In jazz harmony, chromatic alteration is either the addition of notes not in the scale or expansion of a [chord] progression by adding extra non-diatonic chords. For example, "A C major scale with an added D♯ note, for instance, is a chromatically altered scale" while, "one bar of Cmaj7 moving to Fmaj7 in the next bar can be chromatically altered by adding the ii and V of Fmaj7 on the second two beats of bar" one. Techniques include the ii–V–I turnaround, as well as movement by half-step or minor third.
The five most common types of altered dominants are: V+, V7♯5 (both with raised fifths), V♭5, V7♭5 (both with lowered fifths), and Vø7 (with lowered fifth and third, the latter enharmonic to a raised ninth).
"Borrowing" of this type appears in music from the Renaissance music era and the Baroque music era (1600–1750)—such as with the use of the Picardy third, in which a piece in a minor key has a final or intermediate cadence in the tonic major chord. "Borrowing" is also common in 20th century popular music and rock music.
For example, in music in a major key, such as C major, composers and songwriters may use a B♭ major chord, that they "borrow" from the key of C minor (where it is the VII chord). Similarly, in music in a minor key, composers and songwriters often "borrow" chords from the tonic major. For example, pieces in C minor often use F major and G major (IV and V chords), which they "borrow" from C major.
More advanced types of altered chords were used by Romantic music era composers in the 19th century, such as Chopin, and by jazz composers and improvisers in the 20th and 21st century. For example, the chord progression on the left uses four unaltered chords, while the progression on the right uses an altered IV chord and is an alteration of the previous progression:
The A♭ in the altered chord serves as a leading tone to G, which is the root of the next chord.
The object of such foreign tones is: to enlarge and enrich the scale; to confirm the melodic tendency of certain tones...; to contradict the tendency of others...; to convert inactive tones into active [leading tones]...; and to affiliate the keys, by increasing the number of common tones.
According to one definition, "when a chord is chromatically altered, and the thirds remain large [major] or small [minor], and is not used in modulation, it is an altered chord." According to another, "all chords... having a major third, i.e., either triads, sevenths, or ninths, with the fifth chromatically raised or chromatically lowered, are altered chords," while triads with a single altered note are considered, "changes of form [quality]," rather than alteration.
According to composer Percy Goetschius, "Altered... chords contain one or more tones written with accidentals (♯, ♭, or ♮) and therefore foreign to the scale in which they appear, but nevertheless, from their connections and their effect, obviously belonging to the principal key of their phrase." Richard Franko Goldman argues that, once one accepts, "the variability of the scale," the concept of altered chords becomes unnecessary: "In reality, there is nothing 'altered' about them; they are entirely natural elements of a single key system," and it is, "not necessary," to use the term as each 'altered chord' is, "simply one of the possibilities regularly existing and employed."

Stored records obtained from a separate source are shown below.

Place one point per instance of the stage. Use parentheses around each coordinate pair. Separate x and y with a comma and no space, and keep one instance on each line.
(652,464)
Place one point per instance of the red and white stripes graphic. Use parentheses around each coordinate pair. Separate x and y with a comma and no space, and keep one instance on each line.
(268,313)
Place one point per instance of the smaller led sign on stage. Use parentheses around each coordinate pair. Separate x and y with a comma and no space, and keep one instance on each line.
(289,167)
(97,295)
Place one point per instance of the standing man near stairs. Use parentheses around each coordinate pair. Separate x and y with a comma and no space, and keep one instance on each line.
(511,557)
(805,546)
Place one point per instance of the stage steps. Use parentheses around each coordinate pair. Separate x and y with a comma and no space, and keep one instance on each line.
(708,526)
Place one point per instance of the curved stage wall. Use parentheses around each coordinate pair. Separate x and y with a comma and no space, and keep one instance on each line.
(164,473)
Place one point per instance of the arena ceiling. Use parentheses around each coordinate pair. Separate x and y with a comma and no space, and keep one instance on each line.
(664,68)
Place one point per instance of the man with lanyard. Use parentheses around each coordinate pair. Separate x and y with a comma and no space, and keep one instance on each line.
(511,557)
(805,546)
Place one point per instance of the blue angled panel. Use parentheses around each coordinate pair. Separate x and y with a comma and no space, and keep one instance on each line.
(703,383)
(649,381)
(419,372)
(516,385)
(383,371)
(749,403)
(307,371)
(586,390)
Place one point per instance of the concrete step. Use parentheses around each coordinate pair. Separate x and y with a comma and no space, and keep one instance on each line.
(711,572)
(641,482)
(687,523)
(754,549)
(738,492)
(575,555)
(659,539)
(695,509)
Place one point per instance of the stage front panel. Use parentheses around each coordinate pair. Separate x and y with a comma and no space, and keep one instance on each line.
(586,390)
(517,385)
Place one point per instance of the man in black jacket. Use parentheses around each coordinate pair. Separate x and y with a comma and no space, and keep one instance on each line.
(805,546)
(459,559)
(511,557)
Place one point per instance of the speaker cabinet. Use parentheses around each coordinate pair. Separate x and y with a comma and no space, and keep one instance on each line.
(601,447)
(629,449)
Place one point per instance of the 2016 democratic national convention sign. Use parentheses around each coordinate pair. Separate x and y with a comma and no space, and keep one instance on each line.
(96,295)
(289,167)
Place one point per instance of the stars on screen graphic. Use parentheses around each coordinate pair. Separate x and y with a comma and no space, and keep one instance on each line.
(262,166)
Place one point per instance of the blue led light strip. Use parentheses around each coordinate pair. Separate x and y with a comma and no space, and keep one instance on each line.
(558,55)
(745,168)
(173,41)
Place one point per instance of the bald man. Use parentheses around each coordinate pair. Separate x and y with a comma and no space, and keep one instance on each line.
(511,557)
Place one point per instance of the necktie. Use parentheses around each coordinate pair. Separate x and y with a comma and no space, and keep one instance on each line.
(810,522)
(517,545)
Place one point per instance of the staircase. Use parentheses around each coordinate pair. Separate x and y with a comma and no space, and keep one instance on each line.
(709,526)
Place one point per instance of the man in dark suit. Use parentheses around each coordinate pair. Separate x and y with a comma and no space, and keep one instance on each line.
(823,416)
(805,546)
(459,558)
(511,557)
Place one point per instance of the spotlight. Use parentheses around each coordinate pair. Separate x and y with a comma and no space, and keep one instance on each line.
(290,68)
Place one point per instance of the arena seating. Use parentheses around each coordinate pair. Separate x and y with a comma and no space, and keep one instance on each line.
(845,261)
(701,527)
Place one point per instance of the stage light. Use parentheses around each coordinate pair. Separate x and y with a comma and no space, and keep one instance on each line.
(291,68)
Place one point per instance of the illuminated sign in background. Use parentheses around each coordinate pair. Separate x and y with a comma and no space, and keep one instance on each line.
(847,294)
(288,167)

Dan Haerle argues that only fifths and ninths may be altered, as all other alterations may be interpreted as an unaltered chord tone or, enharmonically, as an altered fifth or ninth (for example, ♯1 = ♭9 and ♭4 = 3).
An altered seventh chord is a seventh chord with one, or all, of its factors raised or lowered by a semitone (altered), for example, the augmented seventh chord (7+ or 7+5) featuring a raised fifth (C7+5: C–E–G♯–B♭). The factors most likely to be altered are the fifth, then the ninth, then the thirteenth. All secondary dominants are altered chords. In classical music, the raised fifth is more common than the lowered fifth, which in a dominant chord adds Phrygian flavor through the introduction of ♭
An altered dominant chord is, "a dominant triad of a 7th chord that contains a raised or lowered fifth and sometimes a lowered 3rd." According to Dan Haerle, "Generally, altered dominants can be divided into three main groups: altered 5th, altered 9th, and altered 5th and 9th." This definition allows three to five options, including the original:
Alfred Music gives nine options for altered dominants, the last four of which contain two alterations each:
Pianist Noah Baerman writes that "The point of having an altered note in a dominant chord is to build more tension (leading to a correspondingly more powerful resolution)."
In jazz, the term altered chord, notated generally as a root, followed by 7alt (e.g. G7alt), refers to a dominant chord that fits entirely into the altered scale of the root. This means that the chord has the root, major third, minor seventh, and one or more altered tones, but does not have the natural fifth, ninth, eleventh, or thirteenth. An altered chord typically contains both an altered fifth and an altered ninth. To alter a tone is simply to raise or lower it by a semitone.
Altered chords may include both a flattened and sharpened form of the altered fifth or ninth, e.g. G7(♭5♯5♭9); however, it is more common to use only one such alteration per tone, e.g. G7(♭5♭9), G7(♭5♯9), G7(♯5♭9), or G7(♯5♯9).
The raised fifteenth is only used when the ninth in a chord is natural. It functions as a minor ninth, creating a major seventh interval with the natural ninth, assuming that the chord is in root position. The notation of a raised fifteenth is a fairly modern addition to Western harmony, and they have been popularized by contemporary musicians like Jacob Collier. Natural fifteenths are never notated as alterations or extensions, as they are enharmonically equivalent to the root. For example, a chord that includes a raised fifteenth could look something like Gmaj13(♯11♯15), or if it were written as a polychord, Amaj7/Gmaj7.
In practice, many fake books do not specify all the alterations; the chord is typically just labelled as G7alt, and the alteration of ninths, elevenths, thirteenths, and fifteenths is left to the artistic discretion of the comping musician. The use of chords labeled G7alt can create challenges in jazz ensembles where more than one chordal instrument are playing chords (e.g., a large band with an electric guitar, piano, vibes, and/or a Hammond organ), because the guitarist might interpret a G7alt chord as containing a ♭9 and ♯11, whereas the organ player may interpret the same chord as containing a ♯9 and a ♭13, resulting in every tone from the altered scale at once, likely a far denser and more dissonant harmonic cluster than the composer intended. To deal with this issue, bands with more than one chordal instrument may work out the alt chord voicings beforehand or alternate playing of choruses.
The choice of inversion, or the omission of certain tones within the chord (e.g. omitting the root, common in jazz harmony and chord voicings), can lead to many different possible colorings, substitutions, and enharmonic equivalents. Altered chords are ambiguous harmonically, and may play a variety of roles, depending on such factors as voicing, modulation, and voice leading.
The altered chord's harmony is built on the altered scale (C, D♭, E♭, F♭, G♭, A♭, B♭, C), which includes all the alterations shown in the chord elements above:
Because they do not have natural fifths, altered dominant (7alt) chords support tritone substitution (♭5 substitution). Thus, the 7alt chord on a given root can be substituted with the 13♯11 chord on the root a tritone away (e.g., G7alt is the same as D♭13♯11).